On 20/01/2020 11:07, Jakub Jelinek wrote:
On Mon, Jan 20, 2020 at 11:00:58AM +0000, Andrew Stubbs wrote:
Indeed, fat binaries would be a good solution.

Presumably it's possible, but I'm not sure how we'd go about getting the
offload mechanism to launch the backend multiple times? Having got that far,
the libgomp and mkoffload changes to select the right variant would probably
be fairly straight-forward.

I'd say easiest would be to do that in the gcn specific mkoffload.
But there needs to be a way for the user to specify that he wants only a
particular variant and not all of them (perhaps look for -march= in the
offload options?)?

Yeah, maybe "-foffload=-march=gfx900+", or "-foffload=-march=fiji,gfx900,gfx906"?

Or, for the 8 vs. 16 regs, have -march=generic or whatever that would try to
generate something that will work everywhere or on as many chips as
possible, e.g. by using mostly fiji, but try to use 16 adjacent regs instead
of 8?  I admit I don't know anything about the hw, just worried because if
we have already 4 variants now when the port is almost new, won't we have 30
later on, which could be prohibitive for the fat binaries?

That might work. It'd be far from optimal, but hopefully still faster than CPU.

AMD don't have any real interest in maintaining compatibility though, so this may get increasingly difficult. For example, between Fiji and Vega (gfx8xx to gfx9xx), they removed the v_moverel instructions, and removed a number of bit-fields from the memory descriptors. As it happens, GCC does not (currently) use any of those features, so compatibility was unaffected.

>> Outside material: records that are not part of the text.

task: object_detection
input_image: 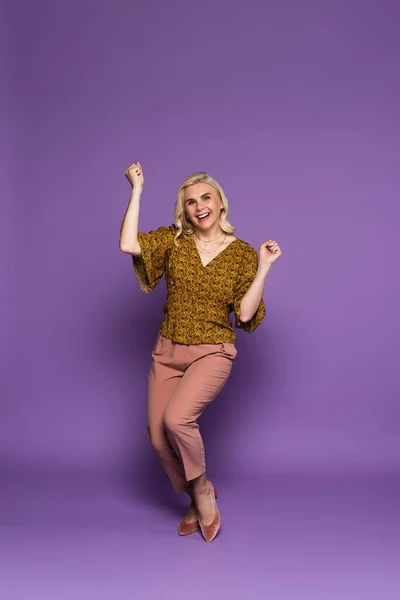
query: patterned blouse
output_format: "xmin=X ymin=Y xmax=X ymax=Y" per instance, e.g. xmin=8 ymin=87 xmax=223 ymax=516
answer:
xmin=132 ymin=224 xmax=266 ymax=344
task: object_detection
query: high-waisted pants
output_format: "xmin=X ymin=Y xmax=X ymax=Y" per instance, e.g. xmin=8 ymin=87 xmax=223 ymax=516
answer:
xmin=147 ymin=333 xmax=237 ymax=494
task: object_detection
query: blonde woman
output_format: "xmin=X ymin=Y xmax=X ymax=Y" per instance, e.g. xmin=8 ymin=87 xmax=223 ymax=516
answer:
xmin=120 ymin=162 xmax=282 ymax=542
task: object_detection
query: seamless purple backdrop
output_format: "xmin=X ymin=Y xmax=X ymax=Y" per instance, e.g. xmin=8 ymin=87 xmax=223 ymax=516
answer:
xmin=0 ymin=0 xmax=400 ymax=476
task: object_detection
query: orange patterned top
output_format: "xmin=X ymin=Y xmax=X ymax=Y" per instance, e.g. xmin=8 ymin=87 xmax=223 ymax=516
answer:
xmin=132 ymin=224 xmax=266 ymax=344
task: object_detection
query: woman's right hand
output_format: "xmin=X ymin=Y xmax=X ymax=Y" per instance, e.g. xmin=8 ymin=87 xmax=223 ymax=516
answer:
xmin=124 ymin=162 xmax=144 ymax=192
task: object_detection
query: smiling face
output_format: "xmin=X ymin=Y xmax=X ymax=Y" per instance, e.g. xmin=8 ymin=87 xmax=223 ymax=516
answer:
xmin=184 ymin=182 xmax=224 ymax=232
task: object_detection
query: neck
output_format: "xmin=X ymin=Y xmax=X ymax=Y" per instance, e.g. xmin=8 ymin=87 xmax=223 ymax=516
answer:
xmin=195 ymin=224 xmax=224 ymax=242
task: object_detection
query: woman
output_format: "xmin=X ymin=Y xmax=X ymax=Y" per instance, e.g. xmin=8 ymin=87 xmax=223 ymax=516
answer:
xmin=120 ymin=162 xmax=282 ymax=542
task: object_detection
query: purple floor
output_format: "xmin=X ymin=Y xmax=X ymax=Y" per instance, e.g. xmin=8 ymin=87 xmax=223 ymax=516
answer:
xmin=0 ymin=471 xmax=400 ymax=600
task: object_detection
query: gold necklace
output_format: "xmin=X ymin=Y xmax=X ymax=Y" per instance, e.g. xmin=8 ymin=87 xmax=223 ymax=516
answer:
xmin=195 ymin=234 xmax=226 ymax=252
xmin=194 ymin=231 xmax=226 ymax=244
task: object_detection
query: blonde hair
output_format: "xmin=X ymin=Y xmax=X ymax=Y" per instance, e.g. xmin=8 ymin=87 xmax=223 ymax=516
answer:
xmin=174 ymin=171 xmax=236 ymax=247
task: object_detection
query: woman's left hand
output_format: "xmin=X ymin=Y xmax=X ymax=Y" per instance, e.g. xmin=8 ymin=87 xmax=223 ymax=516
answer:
xmin=260 ymin=240 xmax=282 ymax=266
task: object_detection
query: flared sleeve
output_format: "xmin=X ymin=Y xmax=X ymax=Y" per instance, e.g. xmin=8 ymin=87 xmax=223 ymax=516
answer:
xmin=132 ymin=225 xmax=177 ymax=294
xmin=233 ymin=246 xmax=266 ymax=333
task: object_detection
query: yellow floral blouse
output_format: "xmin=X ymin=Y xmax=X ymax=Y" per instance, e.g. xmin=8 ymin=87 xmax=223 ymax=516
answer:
xmin=132 ymin=224 xmax=266 ymax=344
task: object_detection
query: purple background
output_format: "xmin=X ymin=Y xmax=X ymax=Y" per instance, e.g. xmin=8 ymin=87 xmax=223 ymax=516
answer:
xmin=0 ymin=0 xmax=400 ymax=600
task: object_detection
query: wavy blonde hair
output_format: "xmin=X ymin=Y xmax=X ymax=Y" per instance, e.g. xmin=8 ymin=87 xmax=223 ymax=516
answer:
xmin=174 ymin=171 xmax=236 ymax=247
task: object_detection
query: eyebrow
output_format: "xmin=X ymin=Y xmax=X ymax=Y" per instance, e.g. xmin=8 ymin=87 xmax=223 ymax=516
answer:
xmin=185 ymin=192 xmax=210 ymax=202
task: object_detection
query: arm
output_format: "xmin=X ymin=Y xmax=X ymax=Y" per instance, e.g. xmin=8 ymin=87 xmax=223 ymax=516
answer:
xmin=119 ymin=162 xmax=144 ymax=256
xmin=240 ymin=263 xmax=271 ymax=323
xmin=119 ymin=188 xmax=142 ymax=256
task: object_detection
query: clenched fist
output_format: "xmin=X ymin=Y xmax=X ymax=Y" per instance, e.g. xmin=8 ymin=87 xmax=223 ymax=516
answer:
xmin=124 ymin=162 xmax=144 ymax=191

For another example, AMD changed the name of the v_add instructions to v_add_co, and added a new set of instructions named v_add (that don't have carry-out). The machine encodings for the old instructions remain the same, so again, binary compatibility was not affected, but it serves to demonstrate that they don't expect software to be written for a generic device.

Also, APUs will probably never be binary compatible with DGPUs (not that libgomp supports APUs properly, at present, as we have none to test).